Fine winemaking is basically about figureing out what works, and then doing it over and over again for a couple of centuries. That’s why it takes so long for new wine regions to start producing spectacular wines, and the same thing applies to organics. Even in established vineyards, going organic means change – and it takes a few seasons to figure out which changes work well, and which don’t work well at all.

So while organic wines have gotten – to put it gently – a mediocre reputation, we’re moving out of the experimentation phase and into the perfection phase. There are literally thousands of organic wines on the market now, and many of them are getting very, very good.

Coturri Estate Vineyards 2005 Zinfandel

The Coturri winery has been producing certified organic wines since 1993; their 2005 zinfandel just hit #4 on the Wine Report’s 2009 list of top organic wines, a formidable achievement as this $32 bottle parachuted into a list dominated by $100+ vintages. Grown in very small batches without irrigation, the flavor has been described as “astounding”. “This wine has black fruit in the nose, a very sweet mid-palate and good balancing acidity in the finish.” (Note – within three days of the Wine Report list hitting the news, Coturri sold out of this vintage.

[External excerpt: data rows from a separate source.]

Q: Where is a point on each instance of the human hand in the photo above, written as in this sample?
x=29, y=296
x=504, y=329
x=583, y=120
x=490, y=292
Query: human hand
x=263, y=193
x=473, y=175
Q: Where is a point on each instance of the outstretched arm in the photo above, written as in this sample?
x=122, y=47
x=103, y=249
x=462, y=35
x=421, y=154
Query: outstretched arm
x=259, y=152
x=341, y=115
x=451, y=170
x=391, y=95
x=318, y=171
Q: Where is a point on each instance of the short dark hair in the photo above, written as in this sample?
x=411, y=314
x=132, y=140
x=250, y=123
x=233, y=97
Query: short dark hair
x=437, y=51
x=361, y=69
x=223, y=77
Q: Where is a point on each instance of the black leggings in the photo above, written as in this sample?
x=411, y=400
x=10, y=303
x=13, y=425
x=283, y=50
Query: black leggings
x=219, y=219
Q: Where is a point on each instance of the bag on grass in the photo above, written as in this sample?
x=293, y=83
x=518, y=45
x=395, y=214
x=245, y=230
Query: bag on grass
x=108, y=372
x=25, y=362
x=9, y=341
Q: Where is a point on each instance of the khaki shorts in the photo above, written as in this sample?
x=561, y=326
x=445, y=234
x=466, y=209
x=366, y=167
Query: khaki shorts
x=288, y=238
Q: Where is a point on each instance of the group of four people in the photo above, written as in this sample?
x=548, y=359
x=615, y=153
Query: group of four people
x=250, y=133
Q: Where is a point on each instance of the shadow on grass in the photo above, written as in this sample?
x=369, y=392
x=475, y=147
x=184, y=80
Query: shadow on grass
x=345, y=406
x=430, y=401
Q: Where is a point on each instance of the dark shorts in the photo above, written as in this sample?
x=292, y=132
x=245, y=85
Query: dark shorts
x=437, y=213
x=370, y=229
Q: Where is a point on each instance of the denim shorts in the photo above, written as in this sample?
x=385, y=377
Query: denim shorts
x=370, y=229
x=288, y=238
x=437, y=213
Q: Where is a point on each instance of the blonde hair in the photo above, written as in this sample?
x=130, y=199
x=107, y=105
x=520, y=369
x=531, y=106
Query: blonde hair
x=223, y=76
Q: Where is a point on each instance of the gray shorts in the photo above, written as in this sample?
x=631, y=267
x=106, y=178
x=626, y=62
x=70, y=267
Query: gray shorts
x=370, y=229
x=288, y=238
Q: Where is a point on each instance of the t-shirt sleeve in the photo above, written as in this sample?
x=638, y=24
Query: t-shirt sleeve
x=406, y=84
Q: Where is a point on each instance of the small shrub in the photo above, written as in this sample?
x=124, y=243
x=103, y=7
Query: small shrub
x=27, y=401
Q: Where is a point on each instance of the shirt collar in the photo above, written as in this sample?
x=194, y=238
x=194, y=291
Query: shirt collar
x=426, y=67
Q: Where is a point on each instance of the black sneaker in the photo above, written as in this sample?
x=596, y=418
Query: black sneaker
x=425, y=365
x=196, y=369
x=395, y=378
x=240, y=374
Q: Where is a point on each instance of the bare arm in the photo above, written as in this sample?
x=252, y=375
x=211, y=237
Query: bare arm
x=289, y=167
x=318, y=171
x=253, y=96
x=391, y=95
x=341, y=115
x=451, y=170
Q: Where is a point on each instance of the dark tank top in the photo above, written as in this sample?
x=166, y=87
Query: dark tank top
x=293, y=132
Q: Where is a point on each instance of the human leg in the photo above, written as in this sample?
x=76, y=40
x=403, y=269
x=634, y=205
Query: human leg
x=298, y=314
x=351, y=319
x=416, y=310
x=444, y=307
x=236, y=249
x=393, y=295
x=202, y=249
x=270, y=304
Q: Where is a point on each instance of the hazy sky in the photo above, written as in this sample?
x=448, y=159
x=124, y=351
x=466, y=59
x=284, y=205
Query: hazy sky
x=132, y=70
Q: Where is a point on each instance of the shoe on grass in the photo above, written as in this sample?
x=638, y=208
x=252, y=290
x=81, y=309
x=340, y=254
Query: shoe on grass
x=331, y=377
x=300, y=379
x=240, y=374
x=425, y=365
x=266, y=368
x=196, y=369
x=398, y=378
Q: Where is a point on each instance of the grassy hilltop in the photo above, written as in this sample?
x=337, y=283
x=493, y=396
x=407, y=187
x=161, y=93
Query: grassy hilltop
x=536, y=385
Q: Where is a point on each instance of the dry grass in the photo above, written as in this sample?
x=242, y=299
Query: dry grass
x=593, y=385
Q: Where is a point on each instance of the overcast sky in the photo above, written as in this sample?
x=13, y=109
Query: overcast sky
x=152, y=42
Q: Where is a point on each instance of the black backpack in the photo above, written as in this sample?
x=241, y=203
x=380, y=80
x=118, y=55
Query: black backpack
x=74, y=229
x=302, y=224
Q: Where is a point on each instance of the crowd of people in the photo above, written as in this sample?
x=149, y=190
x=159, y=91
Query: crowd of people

Check out their other years, and other wines – everything these guys put out is excellent.)

Frey 2005 Biodynamic® Syrah

Another Northern California offering, Frey Vineyards has a wide selection of organic wines, but this is probably the best, with its big jammy flavors and refined tannins. It was awarded a GOLD MEDAL in the Critics Challenge at the San Diego International Wine Competition, and has a fistful of silver and bronzes from international competitions.

….Is it worth it to go organic?

These drinks will cost you a little more (or a lot!), leading some to question whether organic realy makes a difference when it comes to hard alcohol.

There is one school of thought that says, “Look, the distillation process removes all impurities and leaves nothing but basic spirit; It’ll strip out all pesticides and chemical fertilizers, so way pay more?”

Anyone who tells you that is neither a drinker nor a chemist, and they probably don’t know much about alcoholic beverages or organic living, either.

In a nutshell:

a) Cheap booze gives you hangovers while premium stuff does not – ever wonder why?;

b) lots of extraneous stuff is carried through the distillation process;

c) producers use the finest ingredients and fine-tune their production facilities because it affects the taste of the end product; and

d) all that aside, organic farming is better for the environment and the planet, regardless.

Sean Evans of  the New York Daily News did a scientific experiment, knocking back 11 shots of pure organics one night that left him feeling just peachy the next morning, while  a duplicate bender on the non-organic counterparts left him bleary and hung-over. This is not subjective, folks, this is science!